Heuer: Alle Welt schaut im Moment auf die vom Tsunami betroffenen Staaten. Das ist sicher sehr schön. Es birgt aber auch die Gefahr, dass andere Staaten, Menschen, die ebenfalls bittere Not leiden, leicht übersehen werden. Stimmen Sie zu?
Töpfer: Natürlich gibt es die eine oder andere Sorge, dass etwa jetzt die großen bleibenden strukturellen Herausforderungen, denen wir uns etwa in Afrika gegenüber sehen, etwas zurücktreten. Ich bin nicht der Meinung, dass dies der Fall sein wird. Man kann Premierminister Blair ja nur dafür loben, dass er für seine Präsidentschaft in der G8 und die Präsidentschaft in der Europäischen Union sich diese beiden Schwerpunkte gesetzt hat: der Schwerpunkt auf Afrika und der Schwerpunkt auf den Klimawandel. Dies sind bleibende Herausforderungen und ich glaube, dass deswegen jede Überlegung, man könne das jetzt zurücksetzen, ganz sicherlich die falsche Reaktion wäre und den vielen Opfern, die dieser Tsunami gebracht hat, wirklich überhaupt nicht gerecht würde. Wir haben gesehen, welche Verbindung besteht zwischen Anmut und Verletzlichkeit. Dies sind Dinge, die ja nicht herbeigeredet sind, sondern wir sehen das sehr deutlich. Und wenn Sie hier etwa mit der Ministerin von Grenada sprechen, die diesen gewaltigen Hurrikan über sich haben ergehen lassen müssen, dann wissen Sie auch diese Zusammenhänge zu würdigen und zu werten. Das gehört mit in eine vorsorgende Politik und deswegen bin ich sehr davon überzeugt, dass die Schwerpunkte sich nicht so verändern dürfen, dass das was strukturell notwendig ist zu kurz kommt.
Heuer: Letzte Frage Herr Töpfer. Sind die Industriestaaten durch den Tsunami aufgewacht, aufgeweckt worden? Sind sie jedenfalls wacher für die Probleme geworden als zuvor?
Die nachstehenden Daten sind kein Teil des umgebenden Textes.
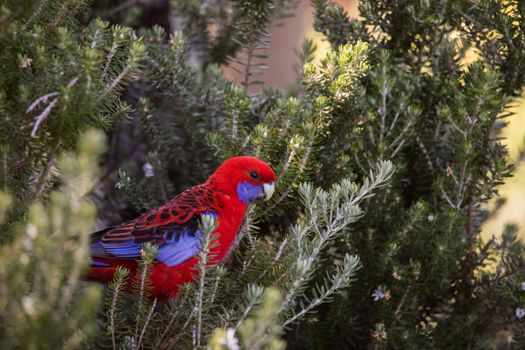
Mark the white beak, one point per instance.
(268, 188)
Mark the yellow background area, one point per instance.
(286, 37)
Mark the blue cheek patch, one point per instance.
(248, 192)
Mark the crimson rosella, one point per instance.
(174, 227)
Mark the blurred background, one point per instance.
(281, 62)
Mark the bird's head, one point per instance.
(247, 177)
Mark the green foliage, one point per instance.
(347, 254)
(43, 303)
(55, 83)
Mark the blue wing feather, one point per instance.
(177, 242)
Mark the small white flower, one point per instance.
(231, 341)
(28, 305)
(378, 294)
(148, 170)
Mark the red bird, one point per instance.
(174, 227)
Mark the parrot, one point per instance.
(174, 228)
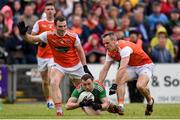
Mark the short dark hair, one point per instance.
(60, 18)
(86, 77)
(107, 34)
(49, 4)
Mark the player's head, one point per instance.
(109, 40)
(87, 82)
(61, 25)
(50, 10)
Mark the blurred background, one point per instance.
(152, 24)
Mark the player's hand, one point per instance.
(96, 106)
(85, 102)
(22, 28)
(113, 89)
(86, 70)
(42, 44)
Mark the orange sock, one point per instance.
(121, 101)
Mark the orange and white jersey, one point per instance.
(39, 27)
(63, 48)
(137, 56)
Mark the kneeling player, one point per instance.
(89, 106)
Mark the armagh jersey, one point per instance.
(137, 56)
(39, 27)
(63, 47)
(99, 91)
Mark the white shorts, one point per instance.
(135, 71)
(75, 72)
(44, 63)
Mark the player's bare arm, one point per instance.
(104, 71)
(72, 103)
(81, 54)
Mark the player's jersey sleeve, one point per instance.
(126, 51)
(108, 58)
(77, 42)
(35, 28)
(43, 36)
(75, 93)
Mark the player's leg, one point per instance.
(44, 72)
(145, 74)
(56, 79)
(91, 111)
(75, 76)
(130, 74)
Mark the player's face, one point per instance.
(108, 43)
(50, 11)
(87, 85)
(61, 27)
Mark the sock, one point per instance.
(150, 102)
(48, 98)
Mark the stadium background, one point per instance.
(20, 81)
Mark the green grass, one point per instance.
(132, 111)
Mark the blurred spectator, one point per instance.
(159, 53)
(133, 2)
(77, 25)
(14, 46)
(91, 25)
(110, 25)
(93, 49)
(156, 16)
(17, 11)
(8, 17)
(139, 21)
(167, 6)
(127, 9)
(66, 6)
(161, 32)
(175, 37)
(125, 24)
(174, 19)
(114, 13)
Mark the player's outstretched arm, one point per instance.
(72, 104)
(23, 31)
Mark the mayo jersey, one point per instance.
(63, 47)
(99, 91)
(39, 27)
(137, 56)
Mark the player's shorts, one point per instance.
(44, 63)
(75, 72)
(135, 71)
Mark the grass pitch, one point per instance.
(132, 111)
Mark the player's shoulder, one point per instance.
(71, 33)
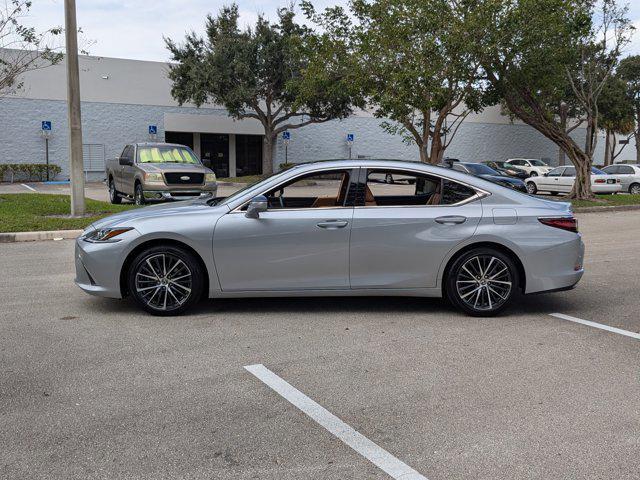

Töpfer: Ganz sicherlich hat diese Katastrophe eines deutlich gemacht, dass man eben die Natur nicht völlig zähmen kann, dass sie sich immer wieder eine gewaltige Reaktion heraufbeschwört, dass wir auch ein Stück wenn Sie so wollen bedachter sein müssen auf die Einbindung der Natur. Ich glaube, dass viele in dem Globalisierungsprozess vergessen haben, dass man eben nicht alles nur mit Technologien bewältigen kann, sondern dass man auch solche Dinge mit berücksichtigen muss, die die Natur uns auf einmal wieder aufzwingt, sich bemerkbar macht, uns zeigt, dass man eben mehr auch diese Vorsorge betreiben muss. Von daher gesehen glaube ich schon, dass sehr viele Menschen ihre Augen wieder ganz anders geöffnet haben und dass ganz andere Perspektiven mit ins Bild getreten sind, als wir sie vorher hatten.
Heuer: Klaus Töpfer, der Leiter des UN-Umweltprogramms. Ich danke Ihnen für das Gespräch Herr Töpfer. Auf Wiederhören!